Soverato, toponomastica “all’ammuzzu”…


…o, per gli amerikanomani, “casual”. Mi avvicina, ieri 22, un amico, parlandomi di una sua proposta di dedicazione di uno spazio pubblico tuttora anonimo. Io, per i motivi che esporrò più avanti, non posso farci nulla; però vi sottopongo alcune riflessioni.

 Chissà se da qualche parte c’è una delibera d’intitolazione delle vie e piazze a qualcuno o a qualcosa, fiori e alberi inclusi? Ne dubito moltissimo. E, infatti, la città brulica di luoghi intestati a immeritevoli e dannosi politicanti degli anni 1970-80; o a sconosciuti qualsiasi; o frutto di autoproclamazioni per mano di parenti; o trionfi della botanica… La via più lunga e popolata è dedicata a un Amirante che, ammesso sia nato a Soverato e non a Cardinale o viceversa, non ebbe mai niente a che vedere con Cardinale e Soverato; e non se lo fila nemmeno la diocesi di Napoli che lo dovrebbe canonizzare e non lo fa. Francesco Marini da Zumpano e fra Giacomo da Soverato hanno viuzze povere e ignote; e così, anzi peggio, accade a Cassiodoro e Pitagora. Del tutto assenti Mimì Caminiti, Mario Munizzi, Mimmo La Rosa… E non vi racconto che guerra ci volle per dedicare a don Gnolfo una vuota piazzetta! Il Gagini ha una ventina di metri quadri. In compenso, vanta una scuola e una via un tale Guarasci che, per il solo fatto di essere stato presidente della fallimentare Regione Calabria 1970-2022, dovrebbe essere solo dimenticato nei secoli.

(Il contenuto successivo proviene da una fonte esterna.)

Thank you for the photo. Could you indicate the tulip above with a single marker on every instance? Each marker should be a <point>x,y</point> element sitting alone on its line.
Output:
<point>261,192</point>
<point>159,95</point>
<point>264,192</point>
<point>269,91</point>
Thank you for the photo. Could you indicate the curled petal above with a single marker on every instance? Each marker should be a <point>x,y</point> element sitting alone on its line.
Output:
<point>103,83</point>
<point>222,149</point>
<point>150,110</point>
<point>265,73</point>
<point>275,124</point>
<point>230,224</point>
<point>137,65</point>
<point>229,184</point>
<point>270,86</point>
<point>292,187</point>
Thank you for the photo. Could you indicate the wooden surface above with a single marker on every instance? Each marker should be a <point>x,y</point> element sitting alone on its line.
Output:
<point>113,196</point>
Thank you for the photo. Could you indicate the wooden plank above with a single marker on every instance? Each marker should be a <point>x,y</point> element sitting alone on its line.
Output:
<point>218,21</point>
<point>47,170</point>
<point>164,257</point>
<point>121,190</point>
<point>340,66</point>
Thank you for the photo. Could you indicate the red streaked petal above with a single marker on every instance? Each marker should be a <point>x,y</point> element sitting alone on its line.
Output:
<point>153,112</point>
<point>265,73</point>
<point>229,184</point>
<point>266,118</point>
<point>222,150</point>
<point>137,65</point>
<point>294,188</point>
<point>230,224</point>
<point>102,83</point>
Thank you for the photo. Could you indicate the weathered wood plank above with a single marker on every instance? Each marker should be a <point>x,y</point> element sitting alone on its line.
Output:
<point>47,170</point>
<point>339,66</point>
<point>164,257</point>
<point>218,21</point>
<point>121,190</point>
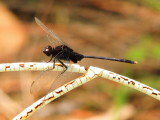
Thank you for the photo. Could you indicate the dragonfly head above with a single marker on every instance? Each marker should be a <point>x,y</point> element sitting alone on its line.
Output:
<point>48,50</point>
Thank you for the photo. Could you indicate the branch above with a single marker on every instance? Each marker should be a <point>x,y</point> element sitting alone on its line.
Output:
<point>89,74</point>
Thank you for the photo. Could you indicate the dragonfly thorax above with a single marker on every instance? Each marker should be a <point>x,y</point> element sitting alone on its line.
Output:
<point>48,50</point>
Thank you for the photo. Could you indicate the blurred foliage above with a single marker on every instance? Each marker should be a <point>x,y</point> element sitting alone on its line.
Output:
<point>154,4</point>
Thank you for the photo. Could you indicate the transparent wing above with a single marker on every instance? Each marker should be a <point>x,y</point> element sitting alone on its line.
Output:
<point>53,38</point>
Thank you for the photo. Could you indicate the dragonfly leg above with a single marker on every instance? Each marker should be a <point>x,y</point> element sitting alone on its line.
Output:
<point>63,65</point>
<point>54,61</point>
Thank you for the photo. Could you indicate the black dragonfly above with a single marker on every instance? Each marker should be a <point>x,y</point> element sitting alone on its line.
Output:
<point>63,52</point>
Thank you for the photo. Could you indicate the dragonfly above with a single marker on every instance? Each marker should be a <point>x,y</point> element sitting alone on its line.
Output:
<point>63,52</point>
<point>60,51</point>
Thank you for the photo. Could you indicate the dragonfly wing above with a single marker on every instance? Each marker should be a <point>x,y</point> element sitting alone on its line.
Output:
<point>51,35</point>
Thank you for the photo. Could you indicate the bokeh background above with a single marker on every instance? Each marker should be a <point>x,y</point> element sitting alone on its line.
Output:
<point>114,28</point>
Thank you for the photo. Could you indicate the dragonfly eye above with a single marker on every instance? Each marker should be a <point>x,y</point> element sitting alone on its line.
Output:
<point>48,50</point>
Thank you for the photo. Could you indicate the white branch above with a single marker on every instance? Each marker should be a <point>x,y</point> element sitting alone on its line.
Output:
<point>89,74</point>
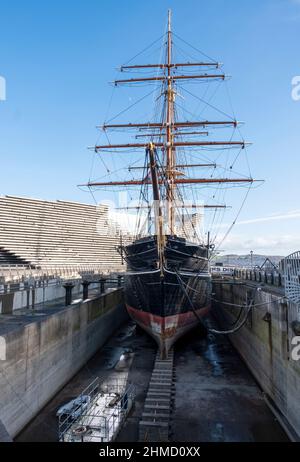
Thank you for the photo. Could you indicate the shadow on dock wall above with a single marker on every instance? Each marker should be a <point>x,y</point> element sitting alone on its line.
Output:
<point>265,344</point>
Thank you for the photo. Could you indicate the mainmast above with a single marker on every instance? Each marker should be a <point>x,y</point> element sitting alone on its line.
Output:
<point>170,160</point>
<point>172,136</point>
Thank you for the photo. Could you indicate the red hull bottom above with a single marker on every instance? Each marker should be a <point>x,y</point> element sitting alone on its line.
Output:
<point>166,330</point>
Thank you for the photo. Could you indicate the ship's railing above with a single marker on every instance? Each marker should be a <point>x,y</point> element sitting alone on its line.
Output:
<point>270,277</point>
<point>19,274</point>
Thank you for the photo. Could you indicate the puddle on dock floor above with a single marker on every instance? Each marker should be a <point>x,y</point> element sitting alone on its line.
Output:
<point>217,398</point>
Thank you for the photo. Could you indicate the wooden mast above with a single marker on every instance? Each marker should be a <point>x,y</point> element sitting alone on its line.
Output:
<point>170,130</point>
<point>170,154</point>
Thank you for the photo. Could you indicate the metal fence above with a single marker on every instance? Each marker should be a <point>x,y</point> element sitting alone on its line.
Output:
<point>291,268</point>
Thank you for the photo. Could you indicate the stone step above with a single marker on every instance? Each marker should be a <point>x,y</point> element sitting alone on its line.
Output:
<point>158,400</point>
<point>159,393</point>
<point>158,407</point>
<point>153,424</point>
<point>153,415</point>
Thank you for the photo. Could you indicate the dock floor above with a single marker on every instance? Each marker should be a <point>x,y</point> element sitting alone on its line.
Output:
<point>216,397</point>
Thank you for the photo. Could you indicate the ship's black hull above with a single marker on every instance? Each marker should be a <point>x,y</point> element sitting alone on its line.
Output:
<point>167,301</point>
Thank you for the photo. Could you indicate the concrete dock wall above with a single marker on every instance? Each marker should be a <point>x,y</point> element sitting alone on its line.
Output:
<point>28,298</point>
<point>42,356</point>
<point>265,343</point>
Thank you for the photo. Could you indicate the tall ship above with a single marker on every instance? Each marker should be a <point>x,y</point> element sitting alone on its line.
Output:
<point>167,278</point>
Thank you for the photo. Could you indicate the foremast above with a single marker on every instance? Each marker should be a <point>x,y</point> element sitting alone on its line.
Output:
<point>166,174</point>
<point>170,155</point>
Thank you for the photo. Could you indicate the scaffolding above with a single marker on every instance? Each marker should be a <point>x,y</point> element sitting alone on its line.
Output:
<point>98,413</point>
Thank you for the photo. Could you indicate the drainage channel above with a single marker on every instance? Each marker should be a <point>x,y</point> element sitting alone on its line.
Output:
<point>155,425</point>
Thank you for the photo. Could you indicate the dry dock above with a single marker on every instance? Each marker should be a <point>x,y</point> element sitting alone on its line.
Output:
<point>216,397</point>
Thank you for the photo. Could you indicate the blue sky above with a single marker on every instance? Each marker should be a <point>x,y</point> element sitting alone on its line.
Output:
<point>57,58</point>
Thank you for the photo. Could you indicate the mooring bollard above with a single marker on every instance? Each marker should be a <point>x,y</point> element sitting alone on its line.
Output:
<point>69,287</point>
<point>85,289</point>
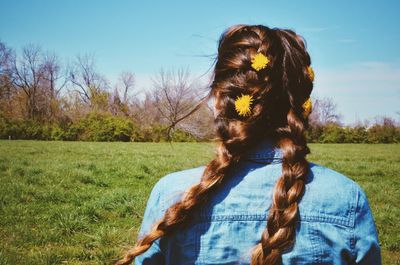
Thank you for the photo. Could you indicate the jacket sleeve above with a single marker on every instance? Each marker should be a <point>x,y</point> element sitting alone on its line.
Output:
<point>153,212</point>
<point>366,244</point>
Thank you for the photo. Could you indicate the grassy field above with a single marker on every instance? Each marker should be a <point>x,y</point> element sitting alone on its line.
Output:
<point>80,202</point>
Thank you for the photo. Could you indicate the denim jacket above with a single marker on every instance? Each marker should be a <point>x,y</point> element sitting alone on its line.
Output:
<point>335,225</point>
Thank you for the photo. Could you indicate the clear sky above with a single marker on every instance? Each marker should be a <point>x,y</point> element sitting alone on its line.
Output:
<point>354,45</point>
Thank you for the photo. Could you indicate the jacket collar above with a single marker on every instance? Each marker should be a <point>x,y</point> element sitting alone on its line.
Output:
<point>264,151</point>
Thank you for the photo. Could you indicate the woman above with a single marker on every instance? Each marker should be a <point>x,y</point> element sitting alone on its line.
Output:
<point>259,201</point>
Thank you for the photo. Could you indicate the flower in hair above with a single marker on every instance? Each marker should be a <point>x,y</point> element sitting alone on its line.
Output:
<point>243,104</point>
<point>307,107</point>
<point>310,72</point>
<point>259,61</point>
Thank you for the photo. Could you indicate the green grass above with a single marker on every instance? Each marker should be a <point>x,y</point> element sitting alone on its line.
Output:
<point>81,202</point>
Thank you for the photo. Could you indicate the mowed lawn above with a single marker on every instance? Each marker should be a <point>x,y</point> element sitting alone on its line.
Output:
<point>82,202</point>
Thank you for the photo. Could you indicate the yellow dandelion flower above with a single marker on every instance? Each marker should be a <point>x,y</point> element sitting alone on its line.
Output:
<point>243,104</point>
<point>259,61</point>
<point>307,107</point>
<point>310,72</point>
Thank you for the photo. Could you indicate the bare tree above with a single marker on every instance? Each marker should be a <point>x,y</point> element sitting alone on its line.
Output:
<point>86,80</point>
<point>174,95</point>
<point>127,83</point>
<point>324,112</point>
<point>28,73</point>
<point>7,58</point>
<point>118,104</point>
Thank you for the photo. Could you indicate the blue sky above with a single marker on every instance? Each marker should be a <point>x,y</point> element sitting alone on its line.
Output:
<point>353,44</point>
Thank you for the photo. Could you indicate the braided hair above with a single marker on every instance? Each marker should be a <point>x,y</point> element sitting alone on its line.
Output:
<point>278,91</point>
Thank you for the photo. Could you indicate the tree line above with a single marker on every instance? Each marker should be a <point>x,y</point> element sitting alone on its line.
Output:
<point>43,98</point>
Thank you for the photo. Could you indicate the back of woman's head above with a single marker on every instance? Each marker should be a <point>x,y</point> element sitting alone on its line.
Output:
<point>279,89</point>
<point>268,70</point>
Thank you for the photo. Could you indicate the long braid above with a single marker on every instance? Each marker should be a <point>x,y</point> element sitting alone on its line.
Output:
<point>278,93</point>
<point>281,225</point>
<point>179,213</point>
<point>280,232</point>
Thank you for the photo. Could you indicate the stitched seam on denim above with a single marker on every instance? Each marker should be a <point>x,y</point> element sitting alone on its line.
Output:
<point>314,243</point>
<point>319,247</point>
<point>326,219</point>
<point>238,217</point>
<point>353,234</point>
<point>200,257</point>
<point>353,207</point>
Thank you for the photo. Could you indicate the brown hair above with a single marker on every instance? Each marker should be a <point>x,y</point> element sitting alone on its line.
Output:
<point>279,91</point>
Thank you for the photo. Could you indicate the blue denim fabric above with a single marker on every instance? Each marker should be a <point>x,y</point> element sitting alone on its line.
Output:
<point>335,227</point>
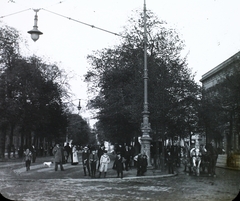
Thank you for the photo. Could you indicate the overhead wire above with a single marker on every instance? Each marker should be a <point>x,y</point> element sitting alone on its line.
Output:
<point>69,18</point>
<point>15,13</point>
<point>92,26</point>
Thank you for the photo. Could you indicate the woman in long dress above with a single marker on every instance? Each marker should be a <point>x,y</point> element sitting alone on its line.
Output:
<point>74,155</point>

 Da dove sono spuntate queste intestazioni e non intestazioni? Ma dal caso, da umori passeggeri, da poteri transeunti di partiti ormai spariti da decenni, da colpi di mano di privati… Né esiste una regola, né mai si vide una commissione per la toponomastica.

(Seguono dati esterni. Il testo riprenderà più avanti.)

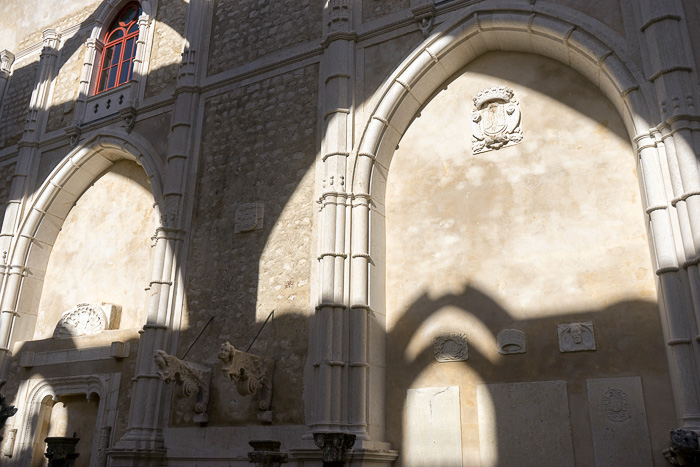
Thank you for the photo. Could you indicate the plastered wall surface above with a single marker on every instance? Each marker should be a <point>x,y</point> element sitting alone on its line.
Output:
<point>112,263</point>
<point>540,233</point>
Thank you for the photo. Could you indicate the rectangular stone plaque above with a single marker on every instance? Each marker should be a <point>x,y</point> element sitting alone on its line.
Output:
<point>433,428</point>
<point>524,424</point>
<point>619,422</point>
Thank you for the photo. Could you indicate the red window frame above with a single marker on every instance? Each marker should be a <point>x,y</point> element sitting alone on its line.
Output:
<point>117,62</point>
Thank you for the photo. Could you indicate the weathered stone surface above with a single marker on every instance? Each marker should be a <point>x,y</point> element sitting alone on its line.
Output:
<point>167,46</point>
<point>258,145</point>
<point>618,422</point>
<point>17,97</point>
<point>245,31</point>
<point>433,435</point>
<point>67,80</point>
<point>525,424</point>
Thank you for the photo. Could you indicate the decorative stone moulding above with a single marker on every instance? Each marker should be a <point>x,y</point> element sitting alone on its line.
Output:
<point>86,319</point>
<point>191,380</point>
<point>248,217</point>
<point>266,453</point>
<point>495,120</point>
<point>576,337</point>
<point>251,373</point>
<point>511,341</point>
<point>451,348</point>
<point>334,446</point>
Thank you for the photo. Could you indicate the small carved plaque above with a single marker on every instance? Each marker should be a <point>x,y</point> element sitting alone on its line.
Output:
<point>451,348</point>
<point>248,217</point>
<point>511,341</point>
<point>576,337</point>
<point>495,120</point>
<point>86,319</point>
<point>616,406</point>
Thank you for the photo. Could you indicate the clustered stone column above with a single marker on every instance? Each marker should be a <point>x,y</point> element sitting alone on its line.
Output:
<point>22,181</point>
<point>673,146</point>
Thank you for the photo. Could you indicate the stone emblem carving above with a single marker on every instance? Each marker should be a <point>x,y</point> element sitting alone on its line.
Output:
<point>251,373</point>
<point>495,120</point>
<point>576,337</point>
<point>248,217</point>
<point>616,406</point>
<point>191,380</point>
<point>86,319</point>
<point>451,348</point>
<point>511,341</point>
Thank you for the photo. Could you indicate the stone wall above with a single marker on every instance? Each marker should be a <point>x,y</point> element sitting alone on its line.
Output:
<point>528,237</point>
<point>245,31</point>
<point>372,9</point>
<point>6,172</point>
<point>258,146</point>
<point>167,46</point>
<point>17,97</point>
<point>65,89</point>
<point>112,264</point>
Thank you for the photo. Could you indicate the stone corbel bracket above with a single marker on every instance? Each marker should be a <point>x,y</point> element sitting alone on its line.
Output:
<point>190,380</point>
<point>251,373</point>
<point>424,15</point>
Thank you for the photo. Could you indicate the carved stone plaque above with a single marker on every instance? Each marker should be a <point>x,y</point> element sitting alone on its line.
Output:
<point>511,341</point>
<point>495,120</point>
<point>451,348</point>
<point>248,217</point>
<point>618,422</point>
<point>86,319</point>
<point>576,337</point>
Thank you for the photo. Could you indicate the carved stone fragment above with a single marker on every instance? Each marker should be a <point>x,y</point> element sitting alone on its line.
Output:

 Più esattamente, l’allora sindaco Gianni Calabretta ne costituì… beh, ne chiamò, perché una nomina non ci fu… una commissione. Non vi dico chi ne faceva parte, giacché i più sono defunti, e parce sepultis. Nell’unica seduta (solo in senso letterale, visto che ci sedemmo!) io proposi un regolamento duro e puro, che, ovviamente, cadde nel vuoto; mentre volavano le più simpatiche proposte, tra le quali ricordo una via a una femminista messicana sconosciuta anche a chi la proponeva; e un’altra a un personaggio protagonista di cronache ma allora vivo… anzi, vivo tuttora, e gli auguro altri cent’anni. Di fronte a tale esaltazione della fantasia al potere, Calabretta sciolse… no, non sciolse perché non l’aveva mai legata, la sfortunata commissione; e sui nomi dei luoghi (toponomastica) tornò a dilagare la soveratese anarchia.

 Oggi è difficile intervenire, perché il mutamento di denominazione di un luogo pubblico comporta un bel po’ di impicci anche per i residenti; e ci vorrebbe (in tutta Italia) una deroga alla burocrazia e relative spese. Ma almeno un regolamento che ci salvi, in futuro, da via Pinco e via Pallino simpatici a qualcuno… a cominciare dal rispetto della legge del 1927 che impone passino dieci anni dalla morte del candidato. E già… se nel frattempo si scopre che il santo o l’eroe, invece… ahahahahahah! E si sa che, il giorno delle esequie sono tutti buoni e importanti e “solari”; dieci anni dopo, bisogna vedere se se li ricorda qualcuno. Una legge fatta bene… anche se (che brutta cosa l’onestà intellettuale dello storico!) la violarono più di una volta anche all’epoca!